Tsurugi envisions an environment with numerous cores where Moore's law has reached its limits. It assumes a substantial memory capacity as the execution platform. The contemporary server environment witnesses a continuous increase in core count alongside growing main memory capacity. This many-core and large-capacity memory server configuration resembles a miniaturized, sophisticated, ultra-low-latency distributed setup, with multiple small "servers" operating within a single server. Traditional RDB architectures, which rely on "few cores," "scarce memory, " and "disk-based storage, "are ill-suited for this environment. Even deploying a new server with ample cores and memory may not lead to scaling improvements, potentially resulting in increased contention for resources and diminished performance. Tsurugi, on the other hand, is a Native-Distributed-RDB, purpose-built to fully leverage the capabilities of a finely-grained, ultra-low-latency distributed environment.
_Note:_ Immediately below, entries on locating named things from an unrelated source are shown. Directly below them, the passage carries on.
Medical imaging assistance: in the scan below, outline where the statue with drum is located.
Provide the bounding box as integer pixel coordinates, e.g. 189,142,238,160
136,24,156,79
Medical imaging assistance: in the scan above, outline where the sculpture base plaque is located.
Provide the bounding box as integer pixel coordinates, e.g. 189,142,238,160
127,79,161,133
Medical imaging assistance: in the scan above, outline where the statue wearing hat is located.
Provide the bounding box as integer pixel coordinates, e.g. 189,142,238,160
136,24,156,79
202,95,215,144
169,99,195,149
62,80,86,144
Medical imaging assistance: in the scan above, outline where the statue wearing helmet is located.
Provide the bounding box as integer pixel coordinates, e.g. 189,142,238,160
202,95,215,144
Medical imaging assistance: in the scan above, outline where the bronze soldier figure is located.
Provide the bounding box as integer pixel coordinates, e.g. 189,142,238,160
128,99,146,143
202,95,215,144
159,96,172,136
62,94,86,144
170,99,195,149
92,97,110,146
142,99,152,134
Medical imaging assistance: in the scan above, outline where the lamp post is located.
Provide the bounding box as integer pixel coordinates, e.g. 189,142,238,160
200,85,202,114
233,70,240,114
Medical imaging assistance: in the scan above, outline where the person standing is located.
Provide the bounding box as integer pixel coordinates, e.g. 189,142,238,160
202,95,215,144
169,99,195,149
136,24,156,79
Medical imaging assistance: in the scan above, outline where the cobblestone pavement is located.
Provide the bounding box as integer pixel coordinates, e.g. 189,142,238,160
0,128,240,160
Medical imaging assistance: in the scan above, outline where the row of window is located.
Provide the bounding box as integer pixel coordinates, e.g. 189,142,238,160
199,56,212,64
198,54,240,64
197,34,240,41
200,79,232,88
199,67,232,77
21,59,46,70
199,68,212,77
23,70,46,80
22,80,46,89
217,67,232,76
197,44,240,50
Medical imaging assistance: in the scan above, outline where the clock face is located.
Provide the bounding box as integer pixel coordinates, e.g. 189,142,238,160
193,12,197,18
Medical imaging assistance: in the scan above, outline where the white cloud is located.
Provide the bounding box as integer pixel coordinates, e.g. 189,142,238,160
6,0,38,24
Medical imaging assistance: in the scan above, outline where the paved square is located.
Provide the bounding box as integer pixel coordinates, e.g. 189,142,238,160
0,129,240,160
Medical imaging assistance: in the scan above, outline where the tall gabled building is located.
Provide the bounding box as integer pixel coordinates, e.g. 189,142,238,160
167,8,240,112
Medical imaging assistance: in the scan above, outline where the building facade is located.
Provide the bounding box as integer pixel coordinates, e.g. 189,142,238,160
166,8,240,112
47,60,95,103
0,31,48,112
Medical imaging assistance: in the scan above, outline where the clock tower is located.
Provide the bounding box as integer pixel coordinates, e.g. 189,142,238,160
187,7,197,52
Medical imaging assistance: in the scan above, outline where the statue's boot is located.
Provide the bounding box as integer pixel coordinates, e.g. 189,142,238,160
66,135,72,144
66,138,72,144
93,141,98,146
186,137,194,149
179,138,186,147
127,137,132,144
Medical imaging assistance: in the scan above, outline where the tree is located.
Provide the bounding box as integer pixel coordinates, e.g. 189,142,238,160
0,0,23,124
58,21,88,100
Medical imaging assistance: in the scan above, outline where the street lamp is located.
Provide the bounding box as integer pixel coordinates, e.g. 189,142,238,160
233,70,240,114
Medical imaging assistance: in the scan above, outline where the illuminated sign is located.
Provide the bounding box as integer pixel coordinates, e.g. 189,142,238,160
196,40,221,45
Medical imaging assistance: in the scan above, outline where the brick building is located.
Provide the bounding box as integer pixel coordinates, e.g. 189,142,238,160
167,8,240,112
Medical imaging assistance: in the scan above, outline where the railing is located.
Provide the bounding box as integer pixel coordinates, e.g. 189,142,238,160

In the evolving middleware landscape, databases and storage have differentiated their roles. The primary function of an RDB is no longer mere storage. The mission is now about efficiently handling a multitude of data requests by harnessing the computational power of server hardware. For basic data handling tasks, NoSQL and key-value stores suffice. However, the unique value proposition of an RDB, which hinges on advanced semantics, centers around providing consistency—specifically, serializability. Tsurugi excels in delivering serializability while maintaining exceptionally high performance. In essence, it prioritizes serializability as the primary consistency model.
In today's multifaceted landscape, databases serve diverse purposes and use cases, spanning digital transformation (DX), artificial intelligence (AI), Internet of Things (IoT), web services, legacy applications, business batch processing, and more. A single interface is insufficient to address these diverse needs. Tsurugi accommodates this complexity by offering a wide range of interfaces, including high-level Java APIs, low-level Java communication libraries, PostgreSQL compatibility, Web APIs, Dump/Load APIs, a Read-Eval-Print Loop (REPL), and a Serializable Key-Value Store (KVS) interface. Even when employing these interfaces simultaneously, Tsurugi ensures consistent handling.
Tsurugi departs from the monolithic RDB model and adopts a component-based architecture. Each component collaborates to function as an RDB, fostering code modularity and manageability. Moreover, each component operates independently, providing users with the flexibility to extend or add their own components when needed. Tsurugi also offers multiple integration points for linking with other components, ensuring adaptability to diverse requirements.
A standout feature of Tsurugi is its Hybrid Concurrency Control mechanism, capable of concurrently running multiple independent Concurrency Control protocols to maintain consistency. It supports two key Concurrency Control protocols: "OCC" and "LTX," both of which offer serializability independently and in combination. LTX, in particular, is tailored for batch processing scenarios. For situations where batch processing is not required, OCC offers exceptional speed and efficiency. Thanks to this mechanism, Tsurugi exhibits outstanding batch processing performance compared to other RDBs, making it possible to seamlessly combine batch and online processing. This sets Tsurugi apart from older-generation RDBs where batch and RDB were deemed incompatible. Tsurugi even provides an open-source batch processing benchmark sample application, allowing users to experience its capabilities firsthand.
Tsurugi is an open-source project licensed under the Apache License 2.0. It imposes no specific usage restrictions, making it freely available for use and extension. Commercial support options are also readily accessible.